SEM E COM FILTRO — Nas fatias, essas alterações também se refletem. No eleitor com escolaridade até o ensino fundamental, em que o TSE atestou ter se dado a maior abstenção no 1º turno, o ex-presidente cresceu 3 pontos entre as duas pesquisas Quaest do 2º turno, de 55% a 58% das intenções de voto. Por sua vez, Bolsonaro caiu os mesmos 3 pontos no mesmo período de uma semana, de 35% a 32%. Já com o filtro à abstenção do “likely voter”, o petista ficou estagnado em 65% na mesma faixa do eleitorado, enquanto o capitão também patinou em 35%.
ANÁLISE DO CIENTISTA POLÍTICO — “Levando em conta os resultados do 1º turno, é boa a iniciativa da Quaest em ponderar a preferência dos eleitores levando em conta sua tendência ao comparecimento, o ‘likely voter’. A tarefa, todavia, não é fácil: como saber, de antemão, qual candidato será mais afetado pelo não comparecimento? Nem todos os entrevistados que declaram ir votar o farão de fato. A participação real é geralmente menor do que a autodeclarada nas pesquisas. Os modelos tenderão a evoluir para o cruzamento da autodeclaração com a estimativa da abstenção, baseada nas abstenções do 1º turno e a predominância do voto por região, aumentando as chances de identificar quais candidaturas poderão ser mais impactadas pela decisão do eleitor de ficar em casa.

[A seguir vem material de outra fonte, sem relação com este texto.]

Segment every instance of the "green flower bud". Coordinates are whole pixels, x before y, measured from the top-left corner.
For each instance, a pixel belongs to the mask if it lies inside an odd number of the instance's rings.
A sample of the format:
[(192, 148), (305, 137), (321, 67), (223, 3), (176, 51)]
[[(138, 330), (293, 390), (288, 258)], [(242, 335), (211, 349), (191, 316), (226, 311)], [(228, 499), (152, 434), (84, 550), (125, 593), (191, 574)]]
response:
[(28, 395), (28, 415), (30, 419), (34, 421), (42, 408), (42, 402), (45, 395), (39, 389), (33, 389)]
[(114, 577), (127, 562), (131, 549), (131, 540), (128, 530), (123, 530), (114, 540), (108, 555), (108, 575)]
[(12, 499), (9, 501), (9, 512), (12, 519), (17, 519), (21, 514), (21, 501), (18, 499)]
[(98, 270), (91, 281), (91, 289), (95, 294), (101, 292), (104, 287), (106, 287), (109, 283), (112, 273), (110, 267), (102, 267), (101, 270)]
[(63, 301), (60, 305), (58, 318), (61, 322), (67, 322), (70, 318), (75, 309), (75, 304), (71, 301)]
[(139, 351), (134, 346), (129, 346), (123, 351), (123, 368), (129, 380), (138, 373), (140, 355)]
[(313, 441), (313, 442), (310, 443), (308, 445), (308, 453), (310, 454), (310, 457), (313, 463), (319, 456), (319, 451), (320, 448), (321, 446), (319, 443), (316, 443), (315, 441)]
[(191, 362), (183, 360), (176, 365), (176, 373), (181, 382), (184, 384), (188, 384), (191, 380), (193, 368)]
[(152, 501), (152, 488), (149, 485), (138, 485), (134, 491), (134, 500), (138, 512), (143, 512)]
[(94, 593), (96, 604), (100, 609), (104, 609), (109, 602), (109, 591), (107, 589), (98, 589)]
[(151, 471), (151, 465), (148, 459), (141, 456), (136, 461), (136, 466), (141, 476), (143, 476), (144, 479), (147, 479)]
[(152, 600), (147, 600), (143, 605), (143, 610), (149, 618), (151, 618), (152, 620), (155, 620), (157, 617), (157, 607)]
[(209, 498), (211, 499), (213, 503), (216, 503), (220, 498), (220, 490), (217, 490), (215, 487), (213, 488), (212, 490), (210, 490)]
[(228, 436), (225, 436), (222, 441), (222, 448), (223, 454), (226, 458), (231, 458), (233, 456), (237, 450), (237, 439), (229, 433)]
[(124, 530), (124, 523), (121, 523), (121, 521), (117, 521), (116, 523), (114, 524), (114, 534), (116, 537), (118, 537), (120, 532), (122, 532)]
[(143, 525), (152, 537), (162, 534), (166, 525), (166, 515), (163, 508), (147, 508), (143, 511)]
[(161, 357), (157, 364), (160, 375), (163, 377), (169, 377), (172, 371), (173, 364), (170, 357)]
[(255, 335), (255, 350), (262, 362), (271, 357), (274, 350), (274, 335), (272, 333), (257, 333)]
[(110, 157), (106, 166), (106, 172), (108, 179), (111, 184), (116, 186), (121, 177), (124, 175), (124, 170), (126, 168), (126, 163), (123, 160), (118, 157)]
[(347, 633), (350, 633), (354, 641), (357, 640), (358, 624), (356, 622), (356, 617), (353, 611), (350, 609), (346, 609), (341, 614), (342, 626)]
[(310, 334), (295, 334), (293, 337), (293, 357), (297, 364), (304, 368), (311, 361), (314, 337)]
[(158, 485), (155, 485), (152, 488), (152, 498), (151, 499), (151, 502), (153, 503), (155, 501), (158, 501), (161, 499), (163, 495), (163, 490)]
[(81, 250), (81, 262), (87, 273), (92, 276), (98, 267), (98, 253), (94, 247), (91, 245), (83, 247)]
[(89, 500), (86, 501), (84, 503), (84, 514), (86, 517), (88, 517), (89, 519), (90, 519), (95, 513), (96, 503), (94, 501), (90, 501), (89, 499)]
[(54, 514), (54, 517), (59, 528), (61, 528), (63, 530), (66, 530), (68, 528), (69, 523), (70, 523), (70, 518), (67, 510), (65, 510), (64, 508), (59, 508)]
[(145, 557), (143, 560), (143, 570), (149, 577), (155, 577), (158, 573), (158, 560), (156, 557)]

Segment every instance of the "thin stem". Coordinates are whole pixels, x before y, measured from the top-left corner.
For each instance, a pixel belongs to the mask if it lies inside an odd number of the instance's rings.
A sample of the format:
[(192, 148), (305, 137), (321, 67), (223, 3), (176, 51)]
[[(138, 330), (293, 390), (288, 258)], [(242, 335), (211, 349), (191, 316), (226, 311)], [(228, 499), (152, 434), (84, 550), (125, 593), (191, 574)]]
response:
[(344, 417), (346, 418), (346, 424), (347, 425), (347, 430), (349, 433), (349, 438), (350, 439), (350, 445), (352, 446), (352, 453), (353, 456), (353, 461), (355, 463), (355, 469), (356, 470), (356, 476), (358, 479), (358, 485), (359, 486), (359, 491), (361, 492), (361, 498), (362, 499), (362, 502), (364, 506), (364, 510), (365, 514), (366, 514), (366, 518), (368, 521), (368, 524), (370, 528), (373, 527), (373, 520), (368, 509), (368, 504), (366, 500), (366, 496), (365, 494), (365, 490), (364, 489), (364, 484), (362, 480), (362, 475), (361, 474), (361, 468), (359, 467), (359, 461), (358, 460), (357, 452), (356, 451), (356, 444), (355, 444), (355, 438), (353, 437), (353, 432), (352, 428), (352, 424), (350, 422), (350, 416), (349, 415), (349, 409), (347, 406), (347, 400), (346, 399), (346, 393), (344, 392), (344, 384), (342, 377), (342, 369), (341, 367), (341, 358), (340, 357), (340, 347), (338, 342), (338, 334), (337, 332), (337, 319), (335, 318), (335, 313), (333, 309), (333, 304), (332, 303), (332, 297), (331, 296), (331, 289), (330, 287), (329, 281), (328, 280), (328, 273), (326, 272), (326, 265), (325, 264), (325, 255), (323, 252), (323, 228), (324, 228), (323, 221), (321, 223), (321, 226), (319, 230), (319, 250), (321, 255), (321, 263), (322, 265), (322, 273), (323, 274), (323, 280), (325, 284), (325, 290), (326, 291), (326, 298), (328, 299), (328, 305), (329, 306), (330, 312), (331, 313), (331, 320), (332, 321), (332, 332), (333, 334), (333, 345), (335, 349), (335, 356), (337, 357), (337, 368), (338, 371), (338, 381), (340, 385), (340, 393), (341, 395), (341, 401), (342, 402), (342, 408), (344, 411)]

Esse é somente um dos desafios postos às pesquisas nos dias atuais. Outros são a desestabilização da intenção de voto pela rapidez e descontrole das informações das redes sociais”, advertiu o cientista político Hamilton Garcia, professor da Uenf.
REJEIÇÃO — Considerada fundamental à definição a toda eleição de 2º turno, a rejeição segue liderada por Bolsonaro, como em todo este ano eleitoral. Hoje são 50% os brasileiros que não votariam nele de maneira nenhuma na Quaest, contra 42% de Lula — 8 pontos a menos no índice negativo. A Atlas não fez consulta padrão de rejeição. Mas quando perguntou se o eleitor tem uma imagem negativa ou positiva, 52% disseram ser negativa de Bolsonaro, contra 49% de Lula. A diferença de 3 pontos é bem menor. E será decisiva.